The Fresno County Public Defenders also have an office at the Fresno County Juvenile Court, located at 3333 East American Avenue, Building 701, Suite E, in Fresno (Phone: 559-600-6155). After you enter through the main doors, turn right and the office will be three doors down.
When a juvenile is formally charged by the Fresno County District Attorney with the commission of an act which violates a criminal law, the juvenile and his or her parents or guardian are ordered to appear at the juvenile court. (A "juvenile" is any person that was under the age of 18 at the time of the alleged criminal act. The document filed by the District Attorney, alleging that the juvenile committed a criminal act, is called the "petition.") A juvenile is entitled to appointed counsel unless the juvenile appears in court with an attorney. In the overwhelming majority of juvenile delinquency cases, the courts will appoint the Public Defender Office.
The California Courts have prepared a video which provides general information about juvenile delinquency proceedings.
Our attorneys appear with minors at their first court appearance, called an "Arraignment", if the minor is not detained in juvenile hall, or a "Detention Hearing", if the minor is detained in juvenile hall. Prior to the first court appearance, our attorneys review the charges alleged in the petitions with the juveniles and their parents and advise the minors of their rights. At the detention hearing we frequently seek to convince the court to release a detained minor on supervised home detention or electronic monitoring.

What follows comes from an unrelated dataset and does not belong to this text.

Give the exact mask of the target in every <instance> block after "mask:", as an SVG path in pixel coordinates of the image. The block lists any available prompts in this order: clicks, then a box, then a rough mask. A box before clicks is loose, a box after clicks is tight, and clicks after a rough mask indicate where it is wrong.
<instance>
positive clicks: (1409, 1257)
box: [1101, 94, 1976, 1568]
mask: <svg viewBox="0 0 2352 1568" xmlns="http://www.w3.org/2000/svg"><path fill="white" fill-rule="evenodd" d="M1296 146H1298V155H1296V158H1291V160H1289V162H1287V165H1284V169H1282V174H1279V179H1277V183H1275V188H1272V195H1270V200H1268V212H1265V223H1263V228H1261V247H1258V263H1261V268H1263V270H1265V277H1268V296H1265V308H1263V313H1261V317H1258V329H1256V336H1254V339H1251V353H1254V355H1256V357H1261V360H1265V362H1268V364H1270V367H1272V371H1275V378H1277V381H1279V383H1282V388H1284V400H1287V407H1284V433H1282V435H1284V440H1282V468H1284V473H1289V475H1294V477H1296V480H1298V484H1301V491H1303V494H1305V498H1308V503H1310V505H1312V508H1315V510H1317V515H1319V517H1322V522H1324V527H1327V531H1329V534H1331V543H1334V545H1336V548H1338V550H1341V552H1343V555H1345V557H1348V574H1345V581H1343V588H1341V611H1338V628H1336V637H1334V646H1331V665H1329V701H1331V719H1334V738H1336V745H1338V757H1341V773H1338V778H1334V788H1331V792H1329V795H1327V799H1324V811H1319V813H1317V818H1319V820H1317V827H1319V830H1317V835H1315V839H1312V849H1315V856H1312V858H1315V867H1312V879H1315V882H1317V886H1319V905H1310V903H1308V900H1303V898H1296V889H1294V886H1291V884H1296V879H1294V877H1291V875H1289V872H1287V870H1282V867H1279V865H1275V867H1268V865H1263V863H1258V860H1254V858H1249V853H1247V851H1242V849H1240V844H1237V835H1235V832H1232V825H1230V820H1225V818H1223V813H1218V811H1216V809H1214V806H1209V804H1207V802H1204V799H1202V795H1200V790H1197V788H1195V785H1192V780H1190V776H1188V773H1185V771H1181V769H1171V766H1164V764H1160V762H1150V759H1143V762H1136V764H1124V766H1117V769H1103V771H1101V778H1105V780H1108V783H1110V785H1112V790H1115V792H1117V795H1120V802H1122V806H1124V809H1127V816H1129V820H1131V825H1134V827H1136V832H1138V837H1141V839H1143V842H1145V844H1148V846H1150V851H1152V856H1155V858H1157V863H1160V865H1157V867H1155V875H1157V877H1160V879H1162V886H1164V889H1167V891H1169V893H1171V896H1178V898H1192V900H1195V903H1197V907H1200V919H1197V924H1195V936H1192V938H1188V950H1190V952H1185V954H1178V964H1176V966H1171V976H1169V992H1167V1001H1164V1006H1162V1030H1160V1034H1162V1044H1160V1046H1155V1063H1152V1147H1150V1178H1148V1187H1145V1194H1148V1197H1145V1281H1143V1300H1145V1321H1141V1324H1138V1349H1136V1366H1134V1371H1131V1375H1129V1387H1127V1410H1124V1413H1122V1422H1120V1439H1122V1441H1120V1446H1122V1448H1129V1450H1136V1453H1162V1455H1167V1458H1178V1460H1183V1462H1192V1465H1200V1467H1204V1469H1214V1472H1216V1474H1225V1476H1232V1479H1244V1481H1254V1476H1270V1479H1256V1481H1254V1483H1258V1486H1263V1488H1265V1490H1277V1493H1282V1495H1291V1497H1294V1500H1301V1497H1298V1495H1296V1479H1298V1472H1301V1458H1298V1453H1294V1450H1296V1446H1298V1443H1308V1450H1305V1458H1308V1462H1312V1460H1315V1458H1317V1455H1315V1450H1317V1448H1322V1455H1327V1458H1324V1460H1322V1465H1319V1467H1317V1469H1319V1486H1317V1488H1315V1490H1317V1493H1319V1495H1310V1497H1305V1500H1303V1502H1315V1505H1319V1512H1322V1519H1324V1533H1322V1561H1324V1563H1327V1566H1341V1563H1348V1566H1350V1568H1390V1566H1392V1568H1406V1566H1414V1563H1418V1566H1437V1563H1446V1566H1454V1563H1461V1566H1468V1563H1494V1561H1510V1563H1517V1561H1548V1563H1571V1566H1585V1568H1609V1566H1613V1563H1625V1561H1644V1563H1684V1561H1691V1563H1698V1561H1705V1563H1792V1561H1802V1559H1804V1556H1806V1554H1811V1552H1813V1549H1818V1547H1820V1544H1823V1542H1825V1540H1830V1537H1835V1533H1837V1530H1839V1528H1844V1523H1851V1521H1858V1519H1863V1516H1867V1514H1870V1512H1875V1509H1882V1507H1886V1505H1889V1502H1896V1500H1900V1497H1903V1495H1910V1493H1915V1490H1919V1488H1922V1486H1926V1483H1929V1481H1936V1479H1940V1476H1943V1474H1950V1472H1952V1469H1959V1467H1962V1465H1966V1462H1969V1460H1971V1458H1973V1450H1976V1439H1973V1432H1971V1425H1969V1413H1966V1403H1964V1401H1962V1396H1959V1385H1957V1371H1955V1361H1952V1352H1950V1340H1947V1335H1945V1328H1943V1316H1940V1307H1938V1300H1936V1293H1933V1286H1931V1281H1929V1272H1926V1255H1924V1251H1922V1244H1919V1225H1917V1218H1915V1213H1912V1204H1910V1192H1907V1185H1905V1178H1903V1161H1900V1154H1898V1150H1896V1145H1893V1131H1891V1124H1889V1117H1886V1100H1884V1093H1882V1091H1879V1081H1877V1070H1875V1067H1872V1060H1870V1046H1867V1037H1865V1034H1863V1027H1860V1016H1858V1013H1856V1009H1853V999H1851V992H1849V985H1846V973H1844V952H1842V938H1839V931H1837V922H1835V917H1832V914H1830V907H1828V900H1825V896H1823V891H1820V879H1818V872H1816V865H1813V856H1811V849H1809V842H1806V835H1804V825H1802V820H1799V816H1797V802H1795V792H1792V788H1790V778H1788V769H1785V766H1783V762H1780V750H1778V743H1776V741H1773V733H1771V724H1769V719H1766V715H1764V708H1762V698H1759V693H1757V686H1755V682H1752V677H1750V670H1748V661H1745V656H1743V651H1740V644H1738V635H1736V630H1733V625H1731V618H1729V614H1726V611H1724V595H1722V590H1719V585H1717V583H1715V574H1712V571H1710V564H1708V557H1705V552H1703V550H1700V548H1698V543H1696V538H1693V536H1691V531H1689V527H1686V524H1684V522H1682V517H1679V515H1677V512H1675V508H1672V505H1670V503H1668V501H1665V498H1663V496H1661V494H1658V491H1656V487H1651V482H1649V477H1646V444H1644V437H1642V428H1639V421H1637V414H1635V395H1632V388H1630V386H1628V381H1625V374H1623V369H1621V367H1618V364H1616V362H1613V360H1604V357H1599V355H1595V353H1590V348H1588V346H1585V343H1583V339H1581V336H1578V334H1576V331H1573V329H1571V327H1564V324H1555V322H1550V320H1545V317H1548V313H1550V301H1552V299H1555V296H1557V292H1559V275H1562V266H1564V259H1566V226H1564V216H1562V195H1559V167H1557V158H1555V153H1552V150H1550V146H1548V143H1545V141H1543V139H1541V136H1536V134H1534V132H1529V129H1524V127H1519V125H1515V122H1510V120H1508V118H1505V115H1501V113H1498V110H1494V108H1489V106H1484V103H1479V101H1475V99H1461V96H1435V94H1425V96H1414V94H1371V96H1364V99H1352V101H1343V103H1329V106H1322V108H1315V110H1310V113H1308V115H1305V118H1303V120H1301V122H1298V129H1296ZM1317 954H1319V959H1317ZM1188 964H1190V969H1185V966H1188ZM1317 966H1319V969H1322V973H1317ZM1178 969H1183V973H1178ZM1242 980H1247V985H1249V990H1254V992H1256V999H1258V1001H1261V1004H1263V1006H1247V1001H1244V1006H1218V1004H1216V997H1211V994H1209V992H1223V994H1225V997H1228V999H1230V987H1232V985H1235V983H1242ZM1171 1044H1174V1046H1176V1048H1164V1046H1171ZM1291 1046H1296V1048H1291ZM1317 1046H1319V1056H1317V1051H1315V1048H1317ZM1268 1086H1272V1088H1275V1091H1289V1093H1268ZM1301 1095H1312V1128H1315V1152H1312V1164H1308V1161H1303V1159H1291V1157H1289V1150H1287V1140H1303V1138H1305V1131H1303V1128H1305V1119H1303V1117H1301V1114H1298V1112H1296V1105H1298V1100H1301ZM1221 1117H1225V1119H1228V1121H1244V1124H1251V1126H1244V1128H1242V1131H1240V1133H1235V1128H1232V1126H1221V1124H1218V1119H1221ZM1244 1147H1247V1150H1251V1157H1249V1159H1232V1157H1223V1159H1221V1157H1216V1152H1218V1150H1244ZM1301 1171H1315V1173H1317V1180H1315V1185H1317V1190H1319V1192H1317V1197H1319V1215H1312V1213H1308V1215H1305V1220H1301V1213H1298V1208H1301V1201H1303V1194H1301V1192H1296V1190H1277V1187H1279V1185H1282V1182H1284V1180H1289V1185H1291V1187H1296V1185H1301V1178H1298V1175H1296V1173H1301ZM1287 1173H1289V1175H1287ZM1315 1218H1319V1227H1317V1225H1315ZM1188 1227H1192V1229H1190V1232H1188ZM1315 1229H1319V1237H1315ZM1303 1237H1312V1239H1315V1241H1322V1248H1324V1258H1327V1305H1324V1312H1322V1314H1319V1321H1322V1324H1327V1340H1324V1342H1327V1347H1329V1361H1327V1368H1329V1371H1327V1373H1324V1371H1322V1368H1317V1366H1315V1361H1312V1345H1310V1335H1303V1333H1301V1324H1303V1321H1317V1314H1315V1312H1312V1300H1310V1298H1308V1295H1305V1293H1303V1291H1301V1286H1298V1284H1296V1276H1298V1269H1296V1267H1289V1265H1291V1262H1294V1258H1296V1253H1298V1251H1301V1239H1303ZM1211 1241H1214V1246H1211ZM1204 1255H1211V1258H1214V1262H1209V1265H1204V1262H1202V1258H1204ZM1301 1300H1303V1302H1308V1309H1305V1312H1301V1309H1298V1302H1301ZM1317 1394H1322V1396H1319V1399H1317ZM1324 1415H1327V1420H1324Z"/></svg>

On occasion, at the arraignment hearing, our attorneys are able to convince the court that a minor should be placed on Informal Probation. Sometimes other settlements can be reached at the arraignment hearing. However, if the District Attorney and the charged juvenile cannot reach a settlement, the case is then set for a further hearing, called a "Trial Confirmation." Prior to the trial confirmation, an interview with the minor is completed. If further investigation is required, our attorneys prepare an investigation request and give it to an investigator.
At the trial confirmation, a case may settle. However, if the case does not settle, then it is confirmed for a court trial, called an "Adjudication Hearing." The adjudication hearing is set to begin within 15 court days of the detention hearing for detained minors, or within 30 days of the arraignment for non-detained minors. Prior to the adjudication hearing our attorneys have subpoenas served on necessary witnesses, research evidentiary issues, and file appropriate legal motions. At the adjudication hearings we are diligent advocates on behalf of our clients.
In the event that the court finds the allegations true, our attorney will appear with his or her client at the Disposition Hearing, afterwards. At the disposition hearing the court will consider the arguments of defense counsel before determining whether the minor should be placed on probation or whether the minor should be placed outside his home, including a commitment to the Division of Juvenile Justice (DJJ), formerly known as the "California Youth Authority."
In some cases, where a minor has reached the age of 16 years (or in some cases, 14 years) and is alleged to have committed an offense listed in Welfare and Institutions Code Section 707(b) or (c), the District Attorney will file a petition with the Juvenile Court, asking the court to find that the minor is unfit to be handled in Juvenile Court. Our attorneys represent minors at these hearings, called "Fitness Hearings." If the court grants the petition, and finds the minor "unfit", the case is transferred to the adult court for all further proceedings.
The Public Defender Office plays an important role in providing legal services to minors in the juvenile justice system.